ReplyDeleteThe question in the essay’s title, ‘Do we speak different realities?’, suggests a systemic connection between language and reality — a language-based ontology, if you will, that frames the world as we perceive it. That linkage between language and reality seems, to me, to prompt other questions. I’ve jotted down a few such questions below — though, to be sure, they’re intended as merely conjectural (a thought experiment) rather than posed in expectation of answers.
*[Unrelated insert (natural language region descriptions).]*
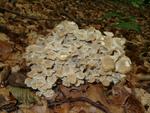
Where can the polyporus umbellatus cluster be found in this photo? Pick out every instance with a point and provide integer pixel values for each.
(75, 56)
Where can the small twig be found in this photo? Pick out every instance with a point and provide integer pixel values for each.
(83, 99)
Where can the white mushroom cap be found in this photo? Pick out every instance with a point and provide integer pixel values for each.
(107, 63)
(123, 65)
(75, 55)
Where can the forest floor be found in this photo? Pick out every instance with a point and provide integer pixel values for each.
(19, 18)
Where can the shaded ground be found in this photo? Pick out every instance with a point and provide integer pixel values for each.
(20, 18)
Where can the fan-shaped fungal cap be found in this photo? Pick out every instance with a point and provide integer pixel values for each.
(75, 55)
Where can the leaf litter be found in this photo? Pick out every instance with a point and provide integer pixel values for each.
(23, 19)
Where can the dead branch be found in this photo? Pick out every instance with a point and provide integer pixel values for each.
(98, 105)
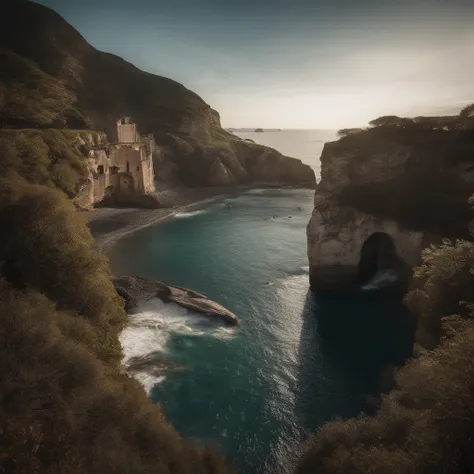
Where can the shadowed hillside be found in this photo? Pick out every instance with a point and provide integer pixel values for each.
(50, 77)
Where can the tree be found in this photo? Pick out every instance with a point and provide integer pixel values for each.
(467, 111)
(386, 120)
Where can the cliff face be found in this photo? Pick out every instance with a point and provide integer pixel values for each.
(52, 78)
(382, 193)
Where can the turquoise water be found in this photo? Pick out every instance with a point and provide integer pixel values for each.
(295, 362)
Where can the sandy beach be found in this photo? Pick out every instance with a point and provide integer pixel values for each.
(108, 224)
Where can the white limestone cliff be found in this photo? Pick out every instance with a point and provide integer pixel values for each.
(337, 234)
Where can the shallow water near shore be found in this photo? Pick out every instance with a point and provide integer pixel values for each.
(295, 362)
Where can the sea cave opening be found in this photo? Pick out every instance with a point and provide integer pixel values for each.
(378, 253)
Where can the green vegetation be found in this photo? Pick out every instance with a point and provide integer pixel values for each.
(54, 158)
(65, 406)
(55, 79)
(425, 425)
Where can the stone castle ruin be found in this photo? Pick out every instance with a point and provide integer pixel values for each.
(121, 171)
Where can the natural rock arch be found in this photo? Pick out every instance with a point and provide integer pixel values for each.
(378, 252)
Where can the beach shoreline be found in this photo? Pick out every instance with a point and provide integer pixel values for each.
(110, 224)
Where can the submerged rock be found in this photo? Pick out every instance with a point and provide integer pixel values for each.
(135, 289)
(152, 364)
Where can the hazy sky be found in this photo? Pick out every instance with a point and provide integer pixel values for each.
(295, 63)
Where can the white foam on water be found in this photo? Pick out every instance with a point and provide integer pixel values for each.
(150, 328)
(381, 279)
(189, 214)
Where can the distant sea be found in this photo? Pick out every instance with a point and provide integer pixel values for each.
(295, 362)
(306, 145)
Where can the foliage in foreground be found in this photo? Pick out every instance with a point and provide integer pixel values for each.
(65, 407)
(427, 424)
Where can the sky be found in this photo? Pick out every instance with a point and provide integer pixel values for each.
(297, 64)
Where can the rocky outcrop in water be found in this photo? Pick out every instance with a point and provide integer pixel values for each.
(383, 193)
(136, 289)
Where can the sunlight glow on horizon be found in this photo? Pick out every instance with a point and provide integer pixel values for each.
(327, 65)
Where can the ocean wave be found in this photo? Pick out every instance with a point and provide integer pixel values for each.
(190, 214)
(144, 340)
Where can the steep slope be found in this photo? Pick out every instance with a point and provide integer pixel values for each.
(50, 77)
(397, 184)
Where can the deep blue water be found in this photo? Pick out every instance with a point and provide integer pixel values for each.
(295, 362)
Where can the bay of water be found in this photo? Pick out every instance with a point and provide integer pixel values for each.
(306, 145)
(295, 362)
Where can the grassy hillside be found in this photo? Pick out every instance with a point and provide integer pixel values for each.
(65, 405)
(50, 76)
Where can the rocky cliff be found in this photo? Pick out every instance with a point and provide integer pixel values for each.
(50, 77)
(383, 193)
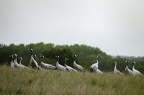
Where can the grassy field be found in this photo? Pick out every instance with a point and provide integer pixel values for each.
(48, 82)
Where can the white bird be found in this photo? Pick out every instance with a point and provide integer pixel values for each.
(127, 69)
(59, 66)
(94, 67)
(47, 66)
(33, 62)
(135, 72)
(12, 61)
(77, 66)
(16, 63)
(68, 67)
(20, 62)
(99, 72)
(116, 71)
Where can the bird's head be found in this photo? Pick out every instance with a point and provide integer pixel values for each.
(30, 49)
(42, 56)
(57, 57)
(126, 62)
(20, 58)
(34, 56)
(66, 59)
(75, 56)
(134, 63)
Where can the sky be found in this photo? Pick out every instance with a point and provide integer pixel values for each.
(114, 26)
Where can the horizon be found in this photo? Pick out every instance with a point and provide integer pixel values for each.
(116, 27)
(74, 44)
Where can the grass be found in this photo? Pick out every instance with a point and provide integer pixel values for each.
(53, 82)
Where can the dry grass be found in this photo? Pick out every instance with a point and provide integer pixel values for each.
(48, 82)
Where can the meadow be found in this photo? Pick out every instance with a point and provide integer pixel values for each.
(52, 82)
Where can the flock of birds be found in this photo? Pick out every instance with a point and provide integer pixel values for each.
(93, 68)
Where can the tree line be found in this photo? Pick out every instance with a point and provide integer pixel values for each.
(86, 55)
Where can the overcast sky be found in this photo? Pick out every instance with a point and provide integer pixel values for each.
(114, 26)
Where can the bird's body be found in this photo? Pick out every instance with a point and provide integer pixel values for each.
(12, 62)
(59, 66)
(127, 69)
(47, 66)
(68, 67)
(116, 71)
(99, 72)
(16, 63)
(135, 72)
(94, 67)
(77, 66)
(22, 64)
(33, 62)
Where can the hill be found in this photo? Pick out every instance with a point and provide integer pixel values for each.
(48, 82)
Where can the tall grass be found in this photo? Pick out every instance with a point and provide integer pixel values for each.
(53, 82)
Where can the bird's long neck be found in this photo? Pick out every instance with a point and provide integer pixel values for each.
(20, 61)
(115, 65)
(65, 61)
(31, 52)
(97, 61)
(133, 66)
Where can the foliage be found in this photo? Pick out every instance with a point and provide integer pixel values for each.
(86, 55)
(53, 82)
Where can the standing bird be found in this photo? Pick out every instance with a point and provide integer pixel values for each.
(127, 69)
(33, 62)
(68, 67)
(135, 72)
(77, 66)
(116, 71)
(47, 66)
(20, 62)
(94, 67)
(12, 61)
(59, 66)
(16, 63)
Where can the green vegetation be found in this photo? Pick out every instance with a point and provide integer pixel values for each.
(53, 82)
(86, 55)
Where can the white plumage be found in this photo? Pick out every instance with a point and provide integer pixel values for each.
(127, 69)
(77, 66)
(68, 67)
(94, 67)
(116, 71)
(20, 62)
(33, 62)
(47, 66)
(59, 66)
(135, 72)
(12, 61)
(99, 72)
(16, 63)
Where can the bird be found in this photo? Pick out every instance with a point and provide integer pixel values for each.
(99, 72)
(77, 66)
(59, 66)
(47, 66)
(127, 69)
(16, 63)
(135, 72)
(94, 66)
(32, 58)
(116, 71)
(20, 62)
(12, 61)
(33, 62)
(68, 67)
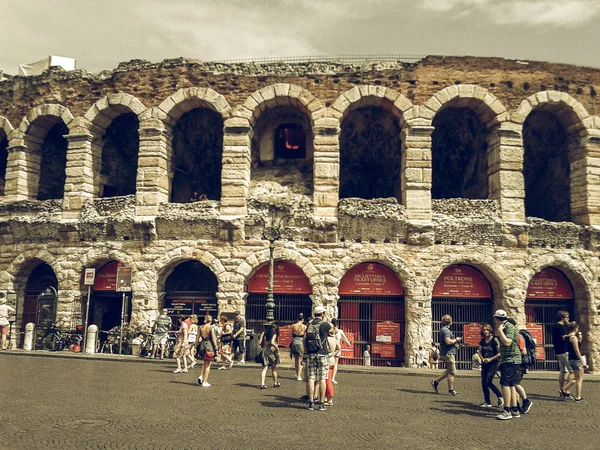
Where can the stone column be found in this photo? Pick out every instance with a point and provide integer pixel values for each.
(82, 172)
(326, 185)
(585, 173)
(154, 162)
(235, 175)
(22, 172)
(416, 172)
(505, 171)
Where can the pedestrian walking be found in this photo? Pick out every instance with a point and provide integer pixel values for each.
(559, 333)
(489, 355)
(270, 354)
(510, 367)
(207, 349)
(315, 345)
(239, 337)
(342, 338)
(448, 345)
(577, 362)
(181, 346)
(5, 312)
(297, 346)
(160, 330)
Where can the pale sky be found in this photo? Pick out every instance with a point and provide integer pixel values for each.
(101, 33)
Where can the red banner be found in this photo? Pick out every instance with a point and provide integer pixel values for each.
(288, 278)
(285, 336)
(370, 279)
(106, 277)
(347, 351)
(462, 282)
(388, 332)
(472, 333)
(384, 350)
(550, 283)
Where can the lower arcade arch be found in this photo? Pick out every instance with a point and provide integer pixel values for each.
(464, 293)
(372, 313)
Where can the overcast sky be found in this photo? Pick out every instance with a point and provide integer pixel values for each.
(101, 33)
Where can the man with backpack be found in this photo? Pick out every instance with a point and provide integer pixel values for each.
(315, 347)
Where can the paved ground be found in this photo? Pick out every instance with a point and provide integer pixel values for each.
(74, 403)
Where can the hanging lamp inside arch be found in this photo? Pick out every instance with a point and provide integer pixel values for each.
(288, 278)
(461, 281)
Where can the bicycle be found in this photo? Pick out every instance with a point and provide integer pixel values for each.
(55, 339)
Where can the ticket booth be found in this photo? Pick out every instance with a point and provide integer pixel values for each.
(549, 292)
(463, 292)
(371, 312)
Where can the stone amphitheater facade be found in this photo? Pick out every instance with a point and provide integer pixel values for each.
(415, 235)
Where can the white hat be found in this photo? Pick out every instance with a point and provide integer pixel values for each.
(320, 309)
(500, 314)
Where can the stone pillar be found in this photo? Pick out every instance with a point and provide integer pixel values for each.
(154, 162)
(416, 172)
(22, 172)
(82, 172)
(326, 185)
(585, 173)
(505, 171)
(235, 175)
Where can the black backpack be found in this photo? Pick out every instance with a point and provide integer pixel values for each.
(530, 351)
(313, 343)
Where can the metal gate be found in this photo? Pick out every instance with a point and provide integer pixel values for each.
(463, 311)
(360, 314)
(543, 312)
(287, 308)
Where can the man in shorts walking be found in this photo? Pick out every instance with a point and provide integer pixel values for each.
(510, 367)
(448, 355)
(559, 331)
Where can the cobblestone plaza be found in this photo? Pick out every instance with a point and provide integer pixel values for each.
(72, 403)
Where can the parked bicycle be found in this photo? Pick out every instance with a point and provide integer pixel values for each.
(55, 339)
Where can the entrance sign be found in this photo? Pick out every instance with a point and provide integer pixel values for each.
(89, 277)
(347, 351)
(463, 282)
(387, 332)
(123, 279)
(288, 278)
(550, 283)
(371, 279)
(472, 333)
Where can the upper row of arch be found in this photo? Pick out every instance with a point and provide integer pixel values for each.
(488, 107)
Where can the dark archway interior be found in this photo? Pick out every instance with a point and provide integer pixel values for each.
(459, 155)
(3, 161)
(197, 154)
(370, 154)
(546, 168)
(53, 163)
(191, 276)
(119, 157)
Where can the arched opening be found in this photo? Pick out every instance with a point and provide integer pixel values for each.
(291, 292)
(3, 160)
(370, 154)
(282, 150)
(459, 155)
(118, 171)
(106, 303)
(464, 293)
(53, 163)
(371, 312)
(197, 156)
(191, 289)
(546, 167)
(40, 310)
(549, 292)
So if, as the essay’s title suggests, language creates or is a derivative of reality. And given there are many living languages — currently around 6,900, each with unique characteristics and categories. Are there then different realities, rendering reality subjective — that is, a reality for each language — instead of objective and universal? (Which, perhaps, ties in with the essay’s assertion that ‘thought is not objective’.) To put a number on it, are there 6,900 realities, each with its respective ontology?
As languages evolve through time, do their associated realities evolve, also? And as languages die, estimated at one every fourteen days, do their associated realities die, too? That is, is each reality only as enduring as the language associated with it? If a formerly ‘dead’ language is revived, which happens, does its associated reality get revived, too — intact? And if reality is subjective — that is, contingent on the particular language spoken — might values within that reality also be subjective?
Again, all just conjectural what-ifs — thinking out-loud about the intriguing question posed by the essay’s title.
The question: 'Do words create meanings, or do meanings create words,' is typically laden with theory. This post seemed to me to tend towards a statement of fact. Language expresses culture, and culture is manifested in language. It is as simple as that.
ReplyDelete"Many have attempted to explain the relationship between language and thought. My interest here is the question: do words create meanings, or do meanings create words—or is it both? "
ReplyDeleteYes, this would seem to cover the posibilities - but not advance the search for answers! But I think it is great to have some new examples offered in the processof this post, thanks very much, Lina Ufimtseva, and 'if you're able' please come back and say a bit more sometime!
I think myself that Benjamin Lee Whorf is the great explorer of the issues - and his suggestion seems to be that language shapes our concepts, rather than anything more dramatic.